CPU Scheduling
A scheduler’s job is deceptively simple: decide which process runs next. The hard part is doing it with fairness, low latency, and high throughput — simultaneously.
The Problem
A modern system runs many processes but has limited CPU cores. The scheduler creates the illusion of concurrency by rapidly switching between processes — fast enough that each feels like it has the CPU to itself.
Process States
Every process exists in one of a small number of states:
- Running — currently executing on a CPU core
- Ready — runnable, waiting for the scheduler to pick it
- Blocked — waiting for I/O, a lock, or a timer — cannot run
- Zombie — exited but not yet waited on by its parent
Transitions between states are triggered by syscalls, hardware interrupts, and the scheduler itself.
Context Switching
A context switch is the mechanism by which the CPU moves from running one process to another.
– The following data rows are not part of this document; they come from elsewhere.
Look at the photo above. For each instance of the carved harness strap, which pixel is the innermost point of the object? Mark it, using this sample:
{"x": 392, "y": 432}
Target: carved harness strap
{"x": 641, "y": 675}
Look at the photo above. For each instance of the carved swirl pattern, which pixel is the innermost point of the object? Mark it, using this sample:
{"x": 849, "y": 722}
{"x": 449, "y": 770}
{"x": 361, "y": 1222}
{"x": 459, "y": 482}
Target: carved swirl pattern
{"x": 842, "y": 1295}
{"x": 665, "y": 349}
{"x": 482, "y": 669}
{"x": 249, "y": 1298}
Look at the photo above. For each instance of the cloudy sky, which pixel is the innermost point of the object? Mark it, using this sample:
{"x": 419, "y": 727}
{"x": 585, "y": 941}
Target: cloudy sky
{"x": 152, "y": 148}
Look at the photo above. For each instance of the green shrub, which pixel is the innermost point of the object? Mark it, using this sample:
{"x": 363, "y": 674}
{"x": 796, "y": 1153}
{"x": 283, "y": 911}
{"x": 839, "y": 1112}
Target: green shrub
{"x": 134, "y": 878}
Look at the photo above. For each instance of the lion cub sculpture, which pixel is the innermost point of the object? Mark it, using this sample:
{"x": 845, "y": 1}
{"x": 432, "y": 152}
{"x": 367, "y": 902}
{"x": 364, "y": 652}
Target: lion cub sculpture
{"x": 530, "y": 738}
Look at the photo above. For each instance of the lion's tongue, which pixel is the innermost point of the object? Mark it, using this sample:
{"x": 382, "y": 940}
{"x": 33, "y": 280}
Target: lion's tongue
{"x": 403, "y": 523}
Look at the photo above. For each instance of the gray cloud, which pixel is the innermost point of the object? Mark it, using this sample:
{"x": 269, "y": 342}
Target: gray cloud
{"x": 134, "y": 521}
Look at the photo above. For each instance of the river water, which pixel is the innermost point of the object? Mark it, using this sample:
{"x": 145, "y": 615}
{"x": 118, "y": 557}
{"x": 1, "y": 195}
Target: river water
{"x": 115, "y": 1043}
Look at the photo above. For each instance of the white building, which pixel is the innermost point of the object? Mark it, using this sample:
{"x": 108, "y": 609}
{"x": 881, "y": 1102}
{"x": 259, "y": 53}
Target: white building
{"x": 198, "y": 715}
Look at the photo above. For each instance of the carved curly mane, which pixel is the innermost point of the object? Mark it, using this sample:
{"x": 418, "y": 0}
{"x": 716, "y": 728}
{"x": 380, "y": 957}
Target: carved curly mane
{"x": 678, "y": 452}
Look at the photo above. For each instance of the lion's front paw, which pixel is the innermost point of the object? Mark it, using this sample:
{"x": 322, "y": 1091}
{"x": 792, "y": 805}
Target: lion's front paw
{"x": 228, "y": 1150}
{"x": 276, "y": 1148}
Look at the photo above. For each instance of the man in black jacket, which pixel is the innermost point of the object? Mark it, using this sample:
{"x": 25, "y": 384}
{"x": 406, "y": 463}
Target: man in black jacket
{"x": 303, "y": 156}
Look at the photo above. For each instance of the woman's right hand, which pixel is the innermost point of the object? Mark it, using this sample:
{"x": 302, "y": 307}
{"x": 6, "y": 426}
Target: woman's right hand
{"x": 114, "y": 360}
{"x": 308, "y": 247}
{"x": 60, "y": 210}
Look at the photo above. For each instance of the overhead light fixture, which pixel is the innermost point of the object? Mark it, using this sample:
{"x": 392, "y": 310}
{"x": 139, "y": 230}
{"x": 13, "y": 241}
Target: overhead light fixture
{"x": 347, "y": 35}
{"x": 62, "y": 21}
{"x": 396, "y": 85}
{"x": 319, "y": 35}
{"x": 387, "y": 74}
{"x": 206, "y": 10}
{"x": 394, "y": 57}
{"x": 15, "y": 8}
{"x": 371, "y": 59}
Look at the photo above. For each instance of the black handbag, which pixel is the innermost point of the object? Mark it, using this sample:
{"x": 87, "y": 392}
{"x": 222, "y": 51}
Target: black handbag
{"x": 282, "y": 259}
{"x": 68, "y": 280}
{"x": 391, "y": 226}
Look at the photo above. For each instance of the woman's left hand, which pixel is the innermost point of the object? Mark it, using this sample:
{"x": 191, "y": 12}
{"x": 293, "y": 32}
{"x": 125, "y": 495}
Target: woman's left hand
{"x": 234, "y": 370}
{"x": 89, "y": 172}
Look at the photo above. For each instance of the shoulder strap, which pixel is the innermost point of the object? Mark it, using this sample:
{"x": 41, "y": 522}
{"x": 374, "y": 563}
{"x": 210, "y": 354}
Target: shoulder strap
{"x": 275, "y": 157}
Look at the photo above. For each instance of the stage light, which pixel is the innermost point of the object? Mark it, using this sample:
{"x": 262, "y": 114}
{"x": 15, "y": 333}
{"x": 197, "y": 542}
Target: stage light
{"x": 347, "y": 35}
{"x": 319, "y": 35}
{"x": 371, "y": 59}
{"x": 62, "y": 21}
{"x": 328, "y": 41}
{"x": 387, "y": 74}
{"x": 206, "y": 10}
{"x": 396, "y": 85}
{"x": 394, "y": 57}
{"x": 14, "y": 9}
It involves saving the current process’s registers (and FPU/SIMD state) into its PCB, loading the next process’s saved state, and switching page tables (CR3 on x86).
// Simplified context switch (assembly in real kernels)
void switch_to(struct task *prev, struct task *next) {
save_registers(&prev->context);
load_cr3(next->mm->pgd); // switch address space
restore_registers(&next->context);
}
Context switches are expensive: TLB flushes, cache cold-start, pipeline stalls. Linux uses PCID to reduce TLB overhead across switches.
Scheduling Algorithms
Round Robin — each process gets a fixed time quantum. Simple, fair, but ignores priority.
CFS (Completely Fair Scheduler) — Linux’s default. Tracks virtual runtime per process
in a red-black tree. Always picks the process with the smallest vruntime to run next.
Higher-priority processes accumulate vruntime more slowly.
Real-time schedulers — SCHED_FIFO and SCHED_RR for hard real-time tasks.
Priority preempts everything.
The Scheduler in MiniKernel
My kernel uses simple round-robin over a static process table. On each timer interrupt, the current process is moved to the tail of the run queue and the head is dispatched. No priorities, no sleep/wake — just cooperative time-sharing.
Open Questions
- How does CFS handle processes that sleep frequently (interactive vs. batch)?
- What’s the overhead of
SCHED_DEADLINEcompared to CFS? - How do NUMA-aware schedulers minimize cross-socket memory access?